General Mills sales haven’t been growing, and one big reason is slipping sales in the U.S. yogurt business. There just have to be opportunities at least as good in other lines of business for the capital and the management attention that have been invested here in yogurt.

Admittedly, yogurt is not a small part of General Mills, with $1.3 billion of “yogurt and other” sales last full fiscal year in the U.S., or about 13 percent of sales for the company’s largest business segment.

Mills got its start by getting the U.S. license for the Yoplait brand back in the late 1970s, and since then General Mills’ marketing was one of the ways more and more Americans found out yogurt can be a good thing to eat. U.S. consumption of yogurt per person grew 645 percent from 1980 through 2013, as tracked by the U.S. Department of Agriculture.

General Mills decided to buy 51 percent interest in the Yoplait business back in the summer of 2011. At the time, Mills was second only to the French company Danone in U.S. retail market share, according to Euromonitor, a global market research ­provider.

Five years later, Danone’s market share, including the Dannon and Stonyfield Farm brands, had held up pretty well, still with roughly a third of the market. But General Mills’ market share had fallen by nearly 25 percent. It’s now third, also trailing the Greek yogurt innovator Chobani LLC.

Yogurt sales in the last reported quarter for General Mills in the U.S. retail business declined 20 percent, a steeper rate of decline than in the first part of the current fiscal year. This is far worse than the performance of the last full fiscal year, when sales of yogurt in the U.S. slid 7 percent.

The company pointed to a presentation that Harmening gave earlier this year at a Florida investor meeting for some background on its thinking, including its long-term commitment to yogurt. Yogurt is a $78 billion worldwide consumer market that is growing, as one slide in the presentation explained, obviously too attractive a market to quit. In the United States, it plans to both refresh its current products as well as go after premium segments like natural and organic.

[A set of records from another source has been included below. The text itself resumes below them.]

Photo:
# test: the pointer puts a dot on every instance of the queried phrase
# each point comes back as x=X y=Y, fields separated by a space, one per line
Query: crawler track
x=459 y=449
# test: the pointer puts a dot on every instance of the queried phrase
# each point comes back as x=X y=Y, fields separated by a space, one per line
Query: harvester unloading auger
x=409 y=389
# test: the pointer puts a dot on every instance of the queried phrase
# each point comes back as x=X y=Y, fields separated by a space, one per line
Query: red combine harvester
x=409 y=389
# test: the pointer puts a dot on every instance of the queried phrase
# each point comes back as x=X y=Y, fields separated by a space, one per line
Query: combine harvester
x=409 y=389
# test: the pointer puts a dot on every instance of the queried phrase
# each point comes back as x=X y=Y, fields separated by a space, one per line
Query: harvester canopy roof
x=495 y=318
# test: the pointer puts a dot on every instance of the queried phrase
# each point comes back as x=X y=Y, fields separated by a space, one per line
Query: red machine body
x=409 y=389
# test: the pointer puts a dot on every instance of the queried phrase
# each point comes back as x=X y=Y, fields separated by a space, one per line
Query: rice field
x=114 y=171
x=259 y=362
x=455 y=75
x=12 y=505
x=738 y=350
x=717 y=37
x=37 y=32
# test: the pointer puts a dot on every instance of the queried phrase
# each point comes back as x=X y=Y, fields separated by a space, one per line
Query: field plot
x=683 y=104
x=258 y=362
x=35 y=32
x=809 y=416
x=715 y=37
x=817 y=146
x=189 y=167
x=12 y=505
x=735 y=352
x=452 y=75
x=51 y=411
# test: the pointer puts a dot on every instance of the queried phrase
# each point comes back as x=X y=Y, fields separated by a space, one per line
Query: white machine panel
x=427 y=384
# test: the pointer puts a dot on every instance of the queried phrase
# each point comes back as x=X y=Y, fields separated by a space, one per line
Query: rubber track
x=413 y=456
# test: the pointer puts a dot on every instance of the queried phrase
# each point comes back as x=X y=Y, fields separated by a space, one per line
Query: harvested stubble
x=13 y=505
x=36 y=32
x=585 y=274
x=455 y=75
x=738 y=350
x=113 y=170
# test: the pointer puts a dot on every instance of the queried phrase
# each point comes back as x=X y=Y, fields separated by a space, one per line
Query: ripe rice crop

The biggest problem here in the United States appears to be what’s printed on the label and not what’s inside. When Greek yogurt sales were surging, introducing Yoplait Greek sounded to many consumers a little like some big food company executive wanted to try to cash in on the Greek yogurt trend. Better to buy a real Greek yogurt, shoppers reasoned, rather than something with Yoplait in the name.

That’s how, in a matter of years, Chobani pulled ahead of Yoplait. It’s an amazing case study, a little like watching a start-up like Tesla overtake Ford in just a few years.

In fairness to General Mills, nothing obvious comes to mind as a quick way to improve the company’s position in the U.S. What the company is trying, including better-tasting products, seems to be a good idea at just about any food company.

On the other hand, a “product renovation” is just the kind of incremental move the consulting firm Bain & Co. discussed in a study of corporate divestitures some years ago, finding that big companies often put off making the tough call on whether to get out or invest a lot more, choosing to tinker instead.

Bain had observed, looking back two decades, that companies really good at knowing when and how to sell a business delivered far better returns to investors than the average company. And the just average companies used a default strategy of buy-and-hold in their portfolio of businesses.

The choices for any business unit that starts to go into the tank boil down to only three, according to the Bain analysis. One is to sell, another they called “milk” for cash flow and the other was “transform,” which is how the consultants talked about fundamentally changing the business, usually by committing a lot of additional time and capital.

Most companies look at these three choices and can’t ever seem to decide, maybe because executives can’t bring themselves to give up on a business that’s long been part of their success. But by putting off the decision they’ve effectively made a decision to milk it, and it continues to decline.

General Mills appears to have passed on at least one opportunity to shake up its yogurt business, the acquisition of Danone’s organic brand Stonyfield Farm. Danone first invested in this early organic innovator years ago, but this year it was forced to sell as part of a divestiture required to let a far bigger deal go through.

This is the kind of acquisition opportunity that does not come along very often. A far from definitive list gleaned from analyst comments earlier in the year has General Mills among several likely Stonyfield Farm bidders, and more candidates have appeared in news reports since then.